The Mole of Vatican Council II has its strengths and weaknesses. Zmuda, who has written two non-fiction books for cancer survivors, shines in the sections that are steeped in historical fact. His writing is less convincing in the novel's two primary subplots, both involving female characters: an almost-romance and an adoption scheme. In the former there's far too much winking and stilted dialogue; in the latter, there's some teetering into the "White Savior" trope. Zmuda explains in his epilogue that the two women are "fictional characters considered essential by the author to the overall storyline," but those scenes feel almost shoe-horned into the book, stopping its generally fast-moving pace.

Cardinal Alfredo Ottaviani, left, stands next to Pope Paul VI, center, in this photo taken sometime between 1963-1965 during the Second Vatican Council. (Wikimedia Commons/Lothar Wolleh)

Cardinal Alfredo Ottaviani, left, stands next to Pope Paul VI, center, in this photo taken sometime between 1963-1965 during the Second Vatican Council. (Wikimedia Commons/Lothar Wolleh)

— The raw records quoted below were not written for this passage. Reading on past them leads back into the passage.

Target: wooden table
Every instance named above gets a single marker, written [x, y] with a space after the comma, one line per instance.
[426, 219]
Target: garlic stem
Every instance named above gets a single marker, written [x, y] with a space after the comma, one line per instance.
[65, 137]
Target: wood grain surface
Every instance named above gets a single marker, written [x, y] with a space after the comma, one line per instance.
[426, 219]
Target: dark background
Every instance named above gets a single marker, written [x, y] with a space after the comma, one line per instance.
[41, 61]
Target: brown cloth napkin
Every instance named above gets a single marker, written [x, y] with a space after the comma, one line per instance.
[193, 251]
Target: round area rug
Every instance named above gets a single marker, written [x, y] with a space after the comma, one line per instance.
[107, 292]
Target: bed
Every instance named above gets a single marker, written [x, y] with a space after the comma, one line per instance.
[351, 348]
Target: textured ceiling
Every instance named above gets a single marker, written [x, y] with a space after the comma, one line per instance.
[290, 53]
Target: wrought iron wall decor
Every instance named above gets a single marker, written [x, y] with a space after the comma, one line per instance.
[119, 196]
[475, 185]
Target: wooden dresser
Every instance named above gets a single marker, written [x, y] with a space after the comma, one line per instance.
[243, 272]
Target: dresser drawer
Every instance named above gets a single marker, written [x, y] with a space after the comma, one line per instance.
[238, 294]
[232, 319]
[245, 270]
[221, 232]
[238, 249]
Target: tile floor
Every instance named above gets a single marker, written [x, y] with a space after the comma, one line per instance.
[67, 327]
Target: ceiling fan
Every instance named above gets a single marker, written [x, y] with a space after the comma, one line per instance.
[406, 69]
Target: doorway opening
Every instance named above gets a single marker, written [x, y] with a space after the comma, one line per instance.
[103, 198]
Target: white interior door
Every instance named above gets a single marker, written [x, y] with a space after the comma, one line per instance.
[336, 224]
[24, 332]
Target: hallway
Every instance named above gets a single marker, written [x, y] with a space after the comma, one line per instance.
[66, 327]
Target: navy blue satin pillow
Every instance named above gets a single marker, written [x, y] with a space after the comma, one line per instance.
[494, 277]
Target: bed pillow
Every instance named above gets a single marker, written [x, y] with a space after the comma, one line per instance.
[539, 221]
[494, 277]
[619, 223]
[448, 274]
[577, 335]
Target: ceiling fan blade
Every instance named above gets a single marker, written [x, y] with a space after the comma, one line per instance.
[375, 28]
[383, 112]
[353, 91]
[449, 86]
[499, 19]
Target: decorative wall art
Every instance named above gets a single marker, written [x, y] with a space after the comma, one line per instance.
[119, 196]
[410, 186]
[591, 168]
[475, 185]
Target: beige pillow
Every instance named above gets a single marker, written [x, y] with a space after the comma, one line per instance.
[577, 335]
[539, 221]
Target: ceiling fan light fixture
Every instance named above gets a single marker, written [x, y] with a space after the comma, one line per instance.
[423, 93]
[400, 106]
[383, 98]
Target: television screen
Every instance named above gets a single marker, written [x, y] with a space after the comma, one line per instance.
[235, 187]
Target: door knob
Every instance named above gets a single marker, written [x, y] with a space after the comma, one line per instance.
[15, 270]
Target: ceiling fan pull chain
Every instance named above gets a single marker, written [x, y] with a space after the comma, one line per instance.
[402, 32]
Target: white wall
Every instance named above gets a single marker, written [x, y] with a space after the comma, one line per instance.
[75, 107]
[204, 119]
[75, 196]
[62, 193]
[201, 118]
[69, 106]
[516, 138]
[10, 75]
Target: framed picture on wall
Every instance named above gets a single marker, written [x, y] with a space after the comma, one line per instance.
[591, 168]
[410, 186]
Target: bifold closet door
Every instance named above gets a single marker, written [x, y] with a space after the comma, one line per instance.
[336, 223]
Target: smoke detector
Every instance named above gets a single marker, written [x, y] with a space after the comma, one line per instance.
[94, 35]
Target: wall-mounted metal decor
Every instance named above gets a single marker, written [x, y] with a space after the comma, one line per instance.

Despite the author's insistence in the book's forward that The Mole "should be read as historical fiction," both the forward and epilogue let readers know that most of it is based on primary source documents: Murphy's articles, diaries, personal letters, interviews with Columbia University's Oral History Research project and even files secretly kept on Murphy and given to Zmuda by anonymous sources. The primary sourcing makes the book more interesting than it might otherwise be, but also more frightening; readers get a close-up view of how important — and precarious — that time in church history was. 

There are also parts that read as if they could be happening today. For instance, a quote from Pope Paul VI saying the Curia "… should now be simplified and decentralized …" could be Pope Francis speaking any day of the week. The parts about traditionalists thinking Mass in the vernacular is a fast-track to hell could be lifted directly from the social media feeds of a few ultra-conservative bishops right now.

The Mole of Vatican Council II is an entertaining and illuminating read overall, but readers should go into it knowing it won't read like most traditional historical fiction. It is for Catholics who like inside-baseball analysis, for non-Catholics who crave the "fly on the wall" experience of an institution that still holds sway in the world and, dare I say, for every person who never wants to go back to where we've been.